The Liberal Order Can't Defend Itself by Repeating HistoryRoundup
tags: international relations, globalization
PETER TRUBOWITZ is Professor of International Relations at the London School of Economics and Political Science.
BRIAN BURGOON is Professor of International and Comparative Political Economy at the University of Amsterdam.
They are the authors of Geopolitics and Democracy: The Western Liberal Order from Foundation to Fracture (Oxford, 2023), from which this essay is adapted.
In the years immediately following World War II, voters on the left and right in Western countries both backed liberal internationalism. They found common cause in their support for policies that sought to expand international trade and cooperation and prevent the spread of communism. For decades, this “vital center,” as Harvard historian Arthur Schlesinger, Jr., termed it, held. But times have changed. Since the early 1990s, an antiglobalist backlash has seen the support of Western voters for parties favoring trade liberalization and multilateral cooperation fall by nearly 50 percent. The British vote to leave the European Union and the election of U.S. President Donald Trump, both in 2016, famously symbolized this transformation.
The current phase of antiglobalism in the West was birthed in the collapse of the Soviet Union and the breakdown of the postwar compromise between free-market capitalism and social democracy. During the Cold War, political parties across the West—left and right alike—were united in their commitment to combating the threat of communism. On the home front, they maintained a broad consensus in favor of preserving welfare states. When the Soviet Union collapsed, however, the West’s politics changed. Foreign policy was no longer focused on the threat from the east. Political discourse moved on, and new growth strategies were fashioned in a world free of great-power conflict. Liberalizing markets and the rolling back of social protections to promote globalization eroded manufacturing and created a climate of economic insecurity. As voters lost their economic security and their sense of national autonomy, they grew increasingly receptive to appeals from parties on the extremes.
The success of the antiglobalists has proven costly for the West, domestically as well as internationally.

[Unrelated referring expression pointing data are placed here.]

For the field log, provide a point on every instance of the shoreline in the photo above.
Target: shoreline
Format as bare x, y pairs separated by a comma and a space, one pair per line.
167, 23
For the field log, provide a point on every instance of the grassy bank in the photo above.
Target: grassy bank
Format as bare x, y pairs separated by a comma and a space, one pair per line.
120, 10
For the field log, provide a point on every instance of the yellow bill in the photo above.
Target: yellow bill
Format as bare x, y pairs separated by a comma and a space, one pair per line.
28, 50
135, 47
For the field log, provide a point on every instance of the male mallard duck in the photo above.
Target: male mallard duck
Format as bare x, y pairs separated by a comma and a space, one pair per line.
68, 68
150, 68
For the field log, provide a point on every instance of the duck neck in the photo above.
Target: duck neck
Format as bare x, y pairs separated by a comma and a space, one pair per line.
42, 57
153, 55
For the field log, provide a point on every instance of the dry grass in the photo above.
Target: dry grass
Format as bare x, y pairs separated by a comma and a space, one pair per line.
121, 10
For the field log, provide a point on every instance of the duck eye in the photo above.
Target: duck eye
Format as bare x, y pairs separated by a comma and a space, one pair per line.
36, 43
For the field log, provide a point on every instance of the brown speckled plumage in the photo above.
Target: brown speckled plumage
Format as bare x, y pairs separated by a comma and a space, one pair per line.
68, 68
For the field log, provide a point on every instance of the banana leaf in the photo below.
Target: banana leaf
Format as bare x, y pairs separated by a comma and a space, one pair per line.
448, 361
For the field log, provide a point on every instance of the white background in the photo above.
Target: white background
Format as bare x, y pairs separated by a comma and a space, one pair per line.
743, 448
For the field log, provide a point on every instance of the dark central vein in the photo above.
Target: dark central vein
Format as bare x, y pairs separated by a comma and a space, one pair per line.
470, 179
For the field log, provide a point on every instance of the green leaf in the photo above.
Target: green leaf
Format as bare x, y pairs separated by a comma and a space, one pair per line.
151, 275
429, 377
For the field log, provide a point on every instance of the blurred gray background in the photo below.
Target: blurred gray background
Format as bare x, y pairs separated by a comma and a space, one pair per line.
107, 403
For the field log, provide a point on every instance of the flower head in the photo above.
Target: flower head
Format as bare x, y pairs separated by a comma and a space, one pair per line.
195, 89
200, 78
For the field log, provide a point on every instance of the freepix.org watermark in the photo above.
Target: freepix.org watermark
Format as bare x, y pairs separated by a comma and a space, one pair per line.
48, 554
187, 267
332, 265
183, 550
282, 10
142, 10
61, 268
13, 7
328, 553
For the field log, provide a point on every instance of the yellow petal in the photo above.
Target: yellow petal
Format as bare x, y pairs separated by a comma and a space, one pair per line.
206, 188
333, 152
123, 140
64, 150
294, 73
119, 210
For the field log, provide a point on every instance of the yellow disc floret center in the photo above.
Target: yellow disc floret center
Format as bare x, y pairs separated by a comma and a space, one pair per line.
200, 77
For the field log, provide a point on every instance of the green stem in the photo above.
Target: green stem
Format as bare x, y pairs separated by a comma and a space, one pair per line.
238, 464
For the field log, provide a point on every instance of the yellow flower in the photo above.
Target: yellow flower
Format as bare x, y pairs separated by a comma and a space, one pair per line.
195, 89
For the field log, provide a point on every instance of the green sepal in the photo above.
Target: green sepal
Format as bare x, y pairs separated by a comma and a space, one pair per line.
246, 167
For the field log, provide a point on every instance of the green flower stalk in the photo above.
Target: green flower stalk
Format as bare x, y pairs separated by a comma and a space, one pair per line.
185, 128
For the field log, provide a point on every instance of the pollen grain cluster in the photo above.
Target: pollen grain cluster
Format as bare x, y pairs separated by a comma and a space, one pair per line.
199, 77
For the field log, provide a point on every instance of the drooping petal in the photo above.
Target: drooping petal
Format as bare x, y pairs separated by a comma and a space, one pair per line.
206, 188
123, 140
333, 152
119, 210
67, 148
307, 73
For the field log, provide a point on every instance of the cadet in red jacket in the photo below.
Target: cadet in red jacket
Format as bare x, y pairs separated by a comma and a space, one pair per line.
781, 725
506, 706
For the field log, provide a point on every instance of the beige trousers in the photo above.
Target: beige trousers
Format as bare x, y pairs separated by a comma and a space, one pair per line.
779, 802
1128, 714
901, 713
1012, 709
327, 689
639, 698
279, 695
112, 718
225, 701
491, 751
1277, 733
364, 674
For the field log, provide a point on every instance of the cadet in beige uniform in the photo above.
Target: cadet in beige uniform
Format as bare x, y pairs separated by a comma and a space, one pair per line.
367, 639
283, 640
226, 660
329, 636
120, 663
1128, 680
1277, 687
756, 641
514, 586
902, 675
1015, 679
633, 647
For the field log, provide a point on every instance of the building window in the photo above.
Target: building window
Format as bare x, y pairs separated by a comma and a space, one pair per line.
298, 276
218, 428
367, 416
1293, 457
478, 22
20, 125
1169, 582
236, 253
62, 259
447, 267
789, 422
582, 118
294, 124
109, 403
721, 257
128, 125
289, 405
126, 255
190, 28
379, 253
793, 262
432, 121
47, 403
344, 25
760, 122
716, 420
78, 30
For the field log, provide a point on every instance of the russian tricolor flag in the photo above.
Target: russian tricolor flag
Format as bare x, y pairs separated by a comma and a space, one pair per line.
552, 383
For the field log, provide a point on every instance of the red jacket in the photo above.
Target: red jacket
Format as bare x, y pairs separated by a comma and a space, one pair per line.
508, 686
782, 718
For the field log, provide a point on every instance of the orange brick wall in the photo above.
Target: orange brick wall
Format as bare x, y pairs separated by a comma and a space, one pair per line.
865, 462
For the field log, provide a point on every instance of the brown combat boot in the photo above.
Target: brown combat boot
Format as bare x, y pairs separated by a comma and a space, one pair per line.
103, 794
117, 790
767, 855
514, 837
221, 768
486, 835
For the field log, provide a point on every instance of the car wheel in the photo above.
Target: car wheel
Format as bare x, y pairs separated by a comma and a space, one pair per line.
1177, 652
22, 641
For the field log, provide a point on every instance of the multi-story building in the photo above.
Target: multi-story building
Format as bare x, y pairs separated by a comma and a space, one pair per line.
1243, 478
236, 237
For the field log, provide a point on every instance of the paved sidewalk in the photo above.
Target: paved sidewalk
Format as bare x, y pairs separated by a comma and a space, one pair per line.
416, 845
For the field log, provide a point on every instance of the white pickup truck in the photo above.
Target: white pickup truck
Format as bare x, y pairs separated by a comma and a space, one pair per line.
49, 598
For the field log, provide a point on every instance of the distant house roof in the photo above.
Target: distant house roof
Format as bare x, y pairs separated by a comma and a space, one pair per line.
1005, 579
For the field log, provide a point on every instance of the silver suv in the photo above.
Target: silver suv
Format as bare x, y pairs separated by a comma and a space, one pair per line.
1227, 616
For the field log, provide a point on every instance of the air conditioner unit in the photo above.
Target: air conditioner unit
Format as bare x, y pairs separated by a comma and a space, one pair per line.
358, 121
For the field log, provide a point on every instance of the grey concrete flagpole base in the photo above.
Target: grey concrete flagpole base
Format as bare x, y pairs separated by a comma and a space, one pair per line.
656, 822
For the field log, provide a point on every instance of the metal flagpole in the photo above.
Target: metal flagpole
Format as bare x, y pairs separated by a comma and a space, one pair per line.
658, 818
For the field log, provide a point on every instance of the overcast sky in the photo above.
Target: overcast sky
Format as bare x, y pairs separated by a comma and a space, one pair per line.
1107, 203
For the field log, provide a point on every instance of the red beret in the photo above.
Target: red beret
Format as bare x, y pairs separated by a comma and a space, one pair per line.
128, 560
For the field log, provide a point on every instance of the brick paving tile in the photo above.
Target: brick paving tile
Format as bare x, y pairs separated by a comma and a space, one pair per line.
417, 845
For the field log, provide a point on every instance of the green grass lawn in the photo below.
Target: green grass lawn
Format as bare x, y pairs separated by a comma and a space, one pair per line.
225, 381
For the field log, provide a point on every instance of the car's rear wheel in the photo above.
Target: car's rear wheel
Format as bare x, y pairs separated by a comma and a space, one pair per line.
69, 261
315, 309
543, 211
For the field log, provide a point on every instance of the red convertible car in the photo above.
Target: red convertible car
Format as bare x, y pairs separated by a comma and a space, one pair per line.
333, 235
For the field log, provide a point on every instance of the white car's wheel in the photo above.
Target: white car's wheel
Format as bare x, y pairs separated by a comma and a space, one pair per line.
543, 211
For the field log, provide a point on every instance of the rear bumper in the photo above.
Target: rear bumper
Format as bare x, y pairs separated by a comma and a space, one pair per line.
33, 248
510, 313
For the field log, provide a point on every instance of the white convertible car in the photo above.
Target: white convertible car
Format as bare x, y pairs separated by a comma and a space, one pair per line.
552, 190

At home, a fragmented electorate has made it difficult for governments to muster the power and authority needed to govern in a number of countries, including Austria, Denmark, the Netherlands, Spain, and the United Kingdom. This failure has fueled voter dissatisfaction, which, in turn, leads to greater political volatility and dysfunction. Internationally, this fragmentation has weakened support for Western priorities in multilateral institutions and fueled doubts about the benefits of liberal democracy. Early hopes that the unified response of Western democracies to Russian President Vladimir Putin’s war in Ukraine would help break the antiglobalist fever have not been fulfilled. Instead, since the invasion, antiglobalists have made deeper inroads in France, Italy, Sweden, and elsewhere. Meanwhile, the possibility persists that Trump may return to the White House in 2025.
If Western governments hope to tame the antiglobalist passions roiling their societies, they must restore the balance between staying open to the world and safeguarding economic security at home. History is not the guide that many think it is. Turning inward or replaying the Cold War will not fix this problem. A new approach is needed to revitalize the center.